À frente do Clube da Terapia da Identidade, associação sem fins lucrativos que idealizou e dirige, Ada criou um espaço dedicado ao fortalecimento emocional e à orientação prática de imigrantes.
Em 2024, um capítulo especialmente significativo marcou sua vida. Seu filho caçula recebeu o diagnóstico de autismo não verbal aos três anos. A partir desse momento, Ada mergulhou na realidade das famílias atípicas e passou a enfrentar um novo conjunto de desafios dentro do sistema suíço. Mesmo conhecendo o idioma e o país, encontrou obstáculos que exigiram força e adaptação. Essa experiência trouxe lucidez sobre o quão mais difícil seria para imigrantes que, além do diagnóstico, enfrentam barreiras linguísticas e desconhecimento das estruturas de apoio.
Foi desse olhar sensível que nasceu o Spect’Art, projeto que Ada idealizou dentro da associação. A arte, escolhida como eixo central, funciona como ponte de expressão, inclusão e desenvolvimento para crianças atípicas e suas famílias. O projeto oferece um ambiente seguro e acolhedor, no qual diversidade e criatividade se encontram para promover pertencimento. A iniciativa ganhou força graças à colaboração da Revista Brasil Conexão Europa, conduzida por Linia Brandt, que abraçou a proposta desde o início.
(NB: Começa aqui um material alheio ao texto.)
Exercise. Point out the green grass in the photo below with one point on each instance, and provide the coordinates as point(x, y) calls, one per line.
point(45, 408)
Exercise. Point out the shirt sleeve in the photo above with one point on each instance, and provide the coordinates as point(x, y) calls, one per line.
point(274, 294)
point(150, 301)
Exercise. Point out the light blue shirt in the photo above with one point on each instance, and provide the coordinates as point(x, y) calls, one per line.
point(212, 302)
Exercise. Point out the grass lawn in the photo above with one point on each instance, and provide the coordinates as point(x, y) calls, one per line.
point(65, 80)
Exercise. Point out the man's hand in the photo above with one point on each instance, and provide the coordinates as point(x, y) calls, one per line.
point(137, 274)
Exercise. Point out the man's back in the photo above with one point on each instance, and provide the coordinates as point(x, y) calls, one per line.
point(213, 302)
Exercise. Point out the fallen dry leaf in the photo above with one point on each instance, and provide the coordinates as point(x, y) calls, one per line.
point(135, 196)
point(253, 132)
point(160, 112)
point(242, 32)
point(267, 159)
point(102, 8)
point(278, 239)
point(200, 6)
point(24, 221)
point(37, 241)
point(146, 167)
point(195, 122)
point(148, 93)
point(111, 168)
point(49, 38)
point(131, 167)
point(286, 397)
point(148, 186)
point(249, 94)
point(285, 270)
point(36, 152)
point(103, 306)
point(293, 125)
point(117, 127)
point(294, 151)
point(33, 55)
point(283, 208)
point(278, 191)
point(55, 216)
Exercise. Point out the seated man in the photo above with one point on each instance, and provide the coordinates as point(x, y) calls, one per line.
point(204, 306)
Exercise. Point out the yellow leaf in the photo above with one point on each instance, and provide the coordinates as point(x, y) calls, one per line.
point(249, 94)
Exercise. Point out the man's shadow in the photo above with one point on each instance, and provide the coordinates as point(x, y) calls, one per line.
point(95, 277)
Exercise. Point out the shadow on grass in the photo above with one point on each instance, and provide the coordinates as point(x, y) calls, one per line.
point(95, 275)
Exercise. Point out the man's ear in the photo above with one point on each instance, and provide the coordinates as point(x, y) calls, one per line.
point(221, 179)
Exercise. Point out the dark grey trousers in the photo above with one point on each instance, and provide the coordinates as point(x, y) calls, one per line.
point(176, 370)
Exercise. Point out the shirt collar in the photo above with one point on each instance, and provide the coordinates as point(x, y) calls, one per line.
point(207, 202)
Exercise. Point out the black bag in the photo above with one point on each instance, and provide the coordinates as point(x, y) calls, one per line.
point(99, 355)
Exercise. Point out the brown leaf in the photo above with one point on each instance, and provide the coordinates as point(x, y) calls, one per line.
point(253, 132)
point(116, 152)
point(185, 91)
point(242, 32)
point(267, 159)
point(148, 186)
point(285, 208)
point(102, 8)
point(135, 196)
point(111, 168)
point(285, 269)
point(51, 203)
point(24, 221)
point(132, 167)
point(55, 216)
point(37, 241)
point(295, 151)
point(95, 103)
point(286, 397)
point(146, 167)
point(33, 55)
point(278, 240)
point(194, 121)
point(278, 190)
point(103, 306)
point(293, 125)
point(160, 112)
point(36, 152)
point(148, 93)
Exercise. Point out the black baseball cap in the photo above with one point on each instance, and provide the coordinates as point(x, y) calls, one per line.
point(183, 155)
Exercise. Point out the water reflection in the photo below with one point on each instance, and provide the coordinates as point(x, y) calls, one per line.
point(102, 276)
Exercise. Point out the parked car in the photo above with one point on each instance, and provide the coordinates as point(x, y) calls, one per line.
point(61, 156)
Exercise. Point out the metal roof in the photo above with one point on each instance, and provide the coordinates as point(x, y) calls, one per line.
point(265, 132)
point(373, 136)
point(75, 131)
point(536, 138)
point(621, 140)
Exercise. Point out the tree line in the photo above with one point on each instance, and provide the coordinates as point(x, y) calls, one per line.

O futuro dos projetos liderados por Ada é guiado pela visão de uma comunidade fortalecida, informada e emocionalmente amparada. Ela deseja ampliar atividades, formar grupos de apoio e aprofundar parcerias que potencializem as ações do Clube da Terapia da Identidade e do Spect’Art. Seu objetivo é garantir que cada pessoa atendida encontre não apenas acolhimento, mas também ferramentas reais de crescimento emocional, espiritual e social.
A história de Ada Fonseca Tavares mostra que resiliência é mais do que resistência. É construção. É cuidado. É transformação. Seu trabalho na comunidade suíça confirma que compaixão e comprometimento têm poder para iluminar vidas e abrir novos caminhos, especialmente para quem chega de longe em busca de esperança e pertencimento.